Shagari did the only honourable thing. He ordered a judicial enquiry and put a serving Justice of the Supreme Court, the late Justice Irikefe, to carry out investigation.  And their terms of reference were put there. They said anybody who had an idea of missing N2.8billion, let him come and tell Justice Irikefe. Nobody had any evidence. It was just rubbish. Well, later, Tai Solarin and Professor Awojobi were confronted and Fela, the late Fela, to go and prove their case.  They had no evidence,  most of them took the newspaper  cuttings of their allegations to the tribunal as their evidence…Cuttings of newspapers publications where they said N2.8billion was missing. That was their evidence.
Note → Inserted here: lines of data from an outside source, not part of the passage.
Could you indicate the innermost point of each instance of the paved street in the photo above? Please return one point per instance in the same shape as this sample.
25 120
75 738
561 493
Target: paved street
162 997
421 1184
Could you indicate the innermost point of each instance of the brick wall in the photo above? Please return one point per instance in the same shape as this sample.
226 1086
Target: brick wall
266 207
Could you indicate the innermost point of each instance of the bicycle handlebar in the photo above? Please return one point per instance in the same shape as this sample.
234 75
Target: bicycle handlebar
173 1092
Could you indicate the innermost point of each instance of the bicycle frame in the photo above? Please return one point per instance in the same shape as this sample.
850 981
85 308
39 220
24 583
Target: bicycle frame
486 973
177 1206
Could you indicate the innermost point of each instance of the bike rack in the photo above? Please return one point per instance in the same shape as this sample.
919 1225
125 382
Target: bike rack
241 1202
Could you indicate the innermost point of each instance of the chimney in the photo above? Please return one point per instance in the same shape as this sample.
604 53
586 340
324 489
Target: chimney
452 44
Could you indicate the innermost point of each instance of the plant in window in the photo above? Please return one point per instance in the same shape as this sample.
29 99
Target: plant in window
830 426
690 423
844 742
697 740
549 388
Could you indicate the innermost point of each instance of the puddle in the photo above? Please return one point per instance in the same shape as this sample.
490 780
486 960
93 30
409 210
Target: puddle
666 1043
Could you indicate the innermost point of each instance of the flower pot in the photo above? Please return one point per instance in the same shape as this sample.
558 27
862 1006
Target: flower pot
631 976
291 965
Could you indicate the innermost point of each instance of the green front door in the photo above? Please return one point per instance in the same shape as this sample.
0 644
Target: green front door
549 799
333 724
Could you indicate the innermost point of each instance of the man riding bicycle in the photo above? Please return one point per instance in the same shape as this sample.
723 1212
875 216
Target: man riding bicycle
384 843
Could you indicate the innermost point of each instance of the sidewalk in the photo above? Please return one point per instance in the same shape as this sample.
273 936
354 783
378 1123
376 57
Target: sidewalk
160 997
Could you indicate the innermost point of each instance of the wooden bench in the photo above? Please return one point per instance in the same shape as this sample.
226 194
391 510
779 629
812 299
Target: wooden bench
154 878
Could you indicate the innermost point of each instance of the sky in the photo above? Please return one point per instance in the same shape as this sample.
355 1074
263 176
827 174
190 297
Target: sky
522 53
That was what they took to the Irikefe panel.

There is one other incident that has also been in the public domain: that Shagari gave me an order and they said I disobeyed your commander-in-chief. They alleged that he gave me an instruction not to go to war against Chad or something like that.

Well, that was when I became GOC. When I came back from War College, I was in Lagos. Then, 4 Infantry Division was in Lagos, in Ikeja. I was in War College when I was posted there before General Obasanjo’s government handed over to Shagari. So, when I came, after about four months or so, I was posted to Ibadan, to command 2 Infantry Division. And after that, I was posted to Jos to command 3rd Armoured Division. It was when I was there as the GOC that the Chadians attacked some of our troops in some of the islands and killed five of them, took some military hardware and some of our soldiers. Then, I went into Army headquarters and told them then, the Chief of Army Staff then, General Wushishi, why they shouldn’t just allow a country, our neighbour to move into our territory, where we had stationed, to kill our people. So, I moved into Maiduguri, former Tactical Headquarters, and I got them out of the country. Something dramatic happened: I didn’t know I had gone beyond Chad and somehow, Shagari, in the United States, was sent pictures that I was with my troops and had gone beyond Chad, beyond Lake Chad. So, I was given direct order by the president to pull out and I did.

I did. I couldn’t have disobeyed the president. So, I handed over the division to Colonel Ogukwe, who was my course mate but was my…

He was later in National Population Commission (NPC). Colonel Ogukwe I handed over the tactical headquarters to him.